Why is creating a masked numpy array so slow with mask=None or mask=0
--------------------------------------------------
Hire the world's top talent on demand or became one of them at Toptal: https://topt.al/25cXVn
and get $2,000 discount on your first invoice
--------------------------------------------------
Music by Eric Matyas
https://www.soundimage.org
Track title: Switch On Looping
--
Chapters
00:00 Why Is Creating A Masked Numpy Array So Slow With Mask=None Or Mask=0
01:14 Accepted Answer Score 5
01:37 Answer 2 Score 2
02:59 Thank you
--
Full question
https://stackoverflow.com/questions/3746...
--
Content licensed under CC BY-SA
https://meta.stackexchange.com/help/lice...
--
Tags
#python #performance #numpy
#avk47
Hire the world's top talent on demand or became one of them at Toptal: https://topt.al/25cXVn
and get $2,000 discount on your first invoice
--------------------------------------------------
Music by Eric Matyas
https://www.soundimage.org
Track title: Switch On Looping
--
Chapters
00:00 Why Is Creating A Masked Numpy Array So Slow With Mask=None Or Mask=0
01:14 Accepted Answer Score 5
01:37 Answer 2 Score 2
02:59 Thank you
--
Full question
https://stackoverflow.com/questions/3746...
--
Content licensed under CC BY-SA
https://meta.stackexchange.com/help/lice...
--
Tags
#python #performance #numpy
#avk47
ACCEPTED ANSWER
Score 5
mask=False is special-cased in the NumPy 1.11.0 source code:
if mask is True and mdtype == MaskType:
mask = np.ones(_data.shape, dtype=mdtype)

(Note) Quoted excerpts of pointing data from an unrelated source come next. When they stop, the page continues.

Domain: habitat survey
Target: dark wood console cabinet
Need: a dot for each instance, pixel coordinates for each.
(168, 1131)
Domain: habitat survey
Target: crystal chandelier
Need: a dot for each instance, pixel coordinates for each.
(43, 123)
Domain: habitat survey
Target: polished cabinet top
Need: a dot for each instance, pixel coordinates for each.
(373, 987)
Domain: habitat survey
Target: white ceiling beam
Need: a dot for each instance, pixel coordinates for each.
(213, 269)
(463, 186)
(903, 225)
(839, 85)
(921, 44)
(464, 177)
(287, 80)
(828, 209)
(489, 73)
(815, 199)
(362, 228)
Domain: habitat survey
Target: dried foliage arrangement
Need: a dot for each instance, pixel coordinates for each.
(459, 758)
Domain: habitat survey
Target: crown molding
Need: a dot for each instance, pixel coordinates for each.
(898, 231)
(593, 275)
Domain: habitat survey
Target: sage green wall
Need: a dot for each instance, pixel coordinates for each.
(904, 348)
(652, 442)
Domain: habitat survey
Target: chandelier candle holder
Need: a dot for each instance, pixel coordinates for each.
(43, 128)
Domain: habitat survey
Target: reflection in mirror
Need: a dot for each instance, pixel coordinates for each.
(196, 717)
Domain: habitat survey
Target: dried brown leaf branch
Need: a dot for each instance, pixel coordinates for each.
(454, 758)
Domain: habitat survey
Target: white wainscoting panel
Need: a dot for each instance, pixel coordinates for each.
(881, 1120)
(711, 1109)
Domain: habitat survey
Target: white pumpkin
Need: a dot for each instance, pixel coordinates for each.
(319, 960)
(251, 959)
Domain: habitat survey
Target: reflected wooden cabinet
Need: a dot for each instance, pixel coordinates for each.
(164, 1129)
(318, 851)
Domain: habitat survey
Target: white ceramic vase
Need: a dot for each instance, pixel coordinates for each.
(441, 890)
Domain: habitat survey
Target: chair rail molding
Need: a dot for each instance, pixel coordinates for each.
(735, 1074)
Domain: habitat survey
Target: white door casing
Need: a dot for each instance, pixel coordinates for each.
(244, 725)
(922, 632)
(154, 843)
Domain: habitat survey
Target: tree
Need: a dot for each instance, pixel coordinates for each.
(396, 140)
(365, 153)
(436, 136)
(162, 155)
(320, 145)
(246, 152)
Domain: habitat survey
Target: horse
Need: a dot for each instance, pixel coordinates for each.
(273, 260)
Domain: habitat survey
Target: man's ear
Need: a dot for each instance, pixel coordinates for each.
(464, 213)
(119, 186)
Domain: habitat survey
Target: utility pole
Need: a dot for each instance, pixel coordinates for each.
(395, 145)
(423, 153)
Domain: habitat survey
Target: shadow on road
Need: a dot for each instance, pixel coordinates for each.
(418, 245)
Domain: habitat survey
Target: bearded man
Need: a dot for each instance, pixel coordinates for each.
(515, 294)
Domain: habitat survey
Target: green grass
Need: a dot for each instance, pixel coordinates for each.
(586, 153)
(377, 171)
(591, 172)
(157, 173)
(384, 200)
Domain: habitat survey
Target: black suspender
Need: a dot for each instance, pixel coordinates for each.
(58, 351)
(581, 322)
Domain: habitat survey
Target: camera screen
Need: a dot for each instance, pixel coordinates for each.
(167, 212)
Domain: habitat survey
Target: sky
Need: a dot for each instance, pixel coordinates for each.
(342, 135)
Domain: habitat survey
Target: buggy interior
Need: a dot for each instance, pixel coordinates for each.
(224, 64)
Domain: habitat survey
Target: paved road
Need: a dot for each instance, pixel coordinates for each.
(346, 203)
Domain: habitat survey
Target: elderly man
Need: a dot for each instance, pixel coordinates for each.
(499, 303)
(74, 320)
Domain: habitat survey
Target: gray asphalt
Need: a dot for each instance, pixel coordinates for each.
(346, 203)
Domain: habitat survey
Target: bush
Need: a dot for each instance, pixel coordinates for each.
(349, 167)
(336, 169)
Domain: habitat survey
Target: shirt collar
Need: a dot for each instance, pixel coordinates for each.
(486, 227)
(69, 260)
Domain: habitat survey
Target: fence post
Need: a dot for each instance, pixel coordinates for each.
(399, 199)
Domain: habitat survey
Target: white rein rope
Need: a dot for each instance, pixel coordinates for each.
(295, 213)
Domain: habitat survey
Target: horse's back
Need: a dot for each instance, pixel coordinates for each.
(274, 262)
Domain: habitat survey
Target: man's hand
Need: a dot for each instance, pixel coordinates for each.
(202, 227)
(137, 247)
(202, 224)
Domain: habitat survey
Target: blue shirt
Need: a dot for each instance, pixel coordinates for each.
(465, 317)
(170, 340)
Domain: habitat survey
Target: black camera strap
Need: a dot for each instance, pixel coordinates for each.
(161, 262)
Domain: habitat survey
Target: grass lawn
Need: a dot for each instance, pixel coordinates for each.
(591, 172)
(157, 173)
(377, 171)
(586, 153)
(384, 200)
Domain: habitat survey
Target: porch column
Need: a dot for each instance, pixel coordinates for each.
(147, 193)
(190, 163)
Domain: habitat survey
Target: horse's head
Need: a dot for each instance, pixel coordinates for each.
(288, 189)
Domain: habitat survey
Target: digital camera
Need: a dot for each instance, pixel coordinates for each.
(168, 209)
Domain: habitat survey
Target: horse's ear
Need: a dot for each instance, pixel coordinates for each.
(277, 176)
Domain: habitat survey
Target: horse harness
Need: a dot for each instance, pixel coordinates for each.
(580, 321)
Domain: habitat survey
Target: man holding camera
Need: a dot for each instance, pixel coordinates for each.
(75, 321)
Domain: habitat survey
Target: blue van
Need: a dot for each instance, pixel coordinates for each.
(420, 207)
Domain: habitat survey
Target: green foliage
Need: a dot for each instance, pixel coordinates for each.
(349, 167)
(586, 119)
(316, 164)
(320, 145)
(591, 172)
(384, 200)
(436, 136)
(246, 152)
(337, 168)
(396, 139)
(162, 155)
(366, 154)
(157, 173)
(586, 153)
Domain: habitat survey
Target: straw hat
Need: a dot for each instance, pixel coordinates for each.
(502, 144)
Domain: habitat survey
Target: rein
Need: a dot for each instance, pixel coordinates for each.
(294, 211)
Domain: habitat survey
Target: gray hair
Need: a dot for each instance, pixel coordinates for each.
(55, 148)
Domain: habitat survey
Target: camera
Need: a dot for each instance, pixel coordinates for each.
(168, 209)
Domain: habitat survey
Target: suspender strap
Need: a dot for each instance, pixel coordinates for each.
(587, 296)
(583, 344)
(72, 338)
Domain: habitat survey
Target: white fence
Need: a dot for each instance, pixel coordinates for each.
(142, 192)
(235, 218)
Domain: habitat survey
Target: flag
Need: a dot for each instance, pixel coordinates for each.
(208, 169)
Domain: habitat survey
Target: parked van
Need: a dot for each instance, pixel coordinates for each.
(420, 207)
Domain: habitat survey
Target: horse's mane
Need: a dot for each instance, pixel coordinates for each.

elif mask is False and mdtype == MaskType:
mask = np.zeros(_data.shape, dtype=mdtype)
mask=0 or mask=None take the slow path, making a 0-dimensional mask array and going through np.resize to resize it.
ANSWER 2
Score 2
I believe @user2357112 has the explanation. I profiled both cases, here are the results:
In [14]: q.run('q.np.ma.array(q.data, mask=None, copy=False)')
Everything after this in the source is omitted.